23. An electric actuator for controlling the clutch and the sequential gearbox of motor vehicles, wherein

the actuator for the clutch comprises a mechanism for transforming rotary motion into linear motion of an actuator element, wherein the actuator comprises: axial actuator means set directly on a translation axis of an actuator element; the actuator means have main working parts with working profile having symmetrical development to the translation axis;

the means allow multiple consecutive operations on a direction of rotation of the motor and corresponding translation of the actuator means , with corresponding full rotation of a crank stud, clockwise or counterclockwise, of the mechanism; the actuator means after an operation returning to a same starting position, for internal and/or external action of controlled element or of the actuator itself;

the mechanism, for transforming the rotary motion into linear motion, is a template, with a profile fashioned in a plate sliding on a corresponding guide, in which is positioned the crank stud made to rotate by the said electric motor; the working profile of the template have the axis of symmetry intersecting the axis of rotation of the crank in the starting position;

and the actuator for the gearbox comprises a mechanism for transforming rotary motion into linear motion of an actuator element, wherein the actuator comprises: axial actuator means set directly on a translation axis of said actuator element; the actuator means have main working parts with working profiles having symmetrical development to an axis normal on the translation axis;

the means allow multiple consecutive gear selections on a direction of rotation of the motor and corresponding translation of the actuator means, either a higher gear or a lower one, with corresponding full rotation of a crank stud, clockwise or counterclockwise, of the mechanism; the actuator means after the gear selection returning to a same starting position, for internal and/or external action of controlled element or of the actuator itself; the actuator means allowing, indifferently, the manual or automatic controlling the sequential gearbox;

the working profiles of the template have the axis of symmetry intersecting the axis of rotation of the crank in the starting position;

both actuators being driven by the same electric motor.
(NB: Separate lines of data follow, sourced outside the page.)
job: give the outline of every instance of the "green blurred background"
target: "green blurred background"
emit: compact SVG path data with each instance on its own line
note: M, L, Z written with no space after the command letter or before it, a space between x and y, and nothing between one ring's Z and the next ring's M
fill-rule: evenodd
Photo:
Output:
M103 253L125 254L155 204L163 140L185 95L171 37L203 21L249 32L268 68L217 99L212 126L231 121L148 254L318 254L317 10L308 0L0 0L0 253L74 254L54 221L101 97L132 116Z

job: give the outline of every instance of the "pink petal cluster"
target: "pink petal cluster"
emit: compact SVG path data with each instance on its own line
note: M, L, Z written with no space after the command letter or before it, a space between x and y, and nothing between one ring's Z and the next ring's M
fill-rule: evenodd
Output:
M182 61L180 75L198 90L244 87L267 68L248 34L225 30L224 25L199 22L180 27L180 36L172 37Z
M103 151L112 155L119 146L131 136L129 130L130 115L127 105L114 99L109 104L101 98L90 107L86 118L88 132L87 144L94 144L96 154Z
24. Set for modifying the control clutch and the sequential gearbox of a motorcycle, comprising at least

an electric actuator for controlling the clutch with a mechanism for transforming rotary motion into linear motion of an actuator element, wherein the actuator comprises: axial actuator means set directly on a translation axis of an actuator element; the actuator means have main working parts with working profile having symmetrical development to the translation axis;

and an actuator for controlling the sequential gearbox comprising a mechanism for transforming rotary motion of an electric motor into linear motion of an actuator element, wherein the actuator comprises: axial actuator means set directly on a translation axis of said actuator element; the actuator means have main working parts with working profiles having symmetrical development to an axis normal on the translation axis;

25. An electric actuator for controlling the sequential gearbox in motor vehicles, as claimed in the previous claim 2, wherein the actuator element is connected to the plate containing the template in an elastic manner so as to allow over-run of a control stroke.

26. An electric actuator for controlling the clutch in motor vehicles, as claimed in the previous claim 16, wherein the actuator means, after an operation, returning to a same starting position with the aid of elastic means acting on the axis to the actuator element.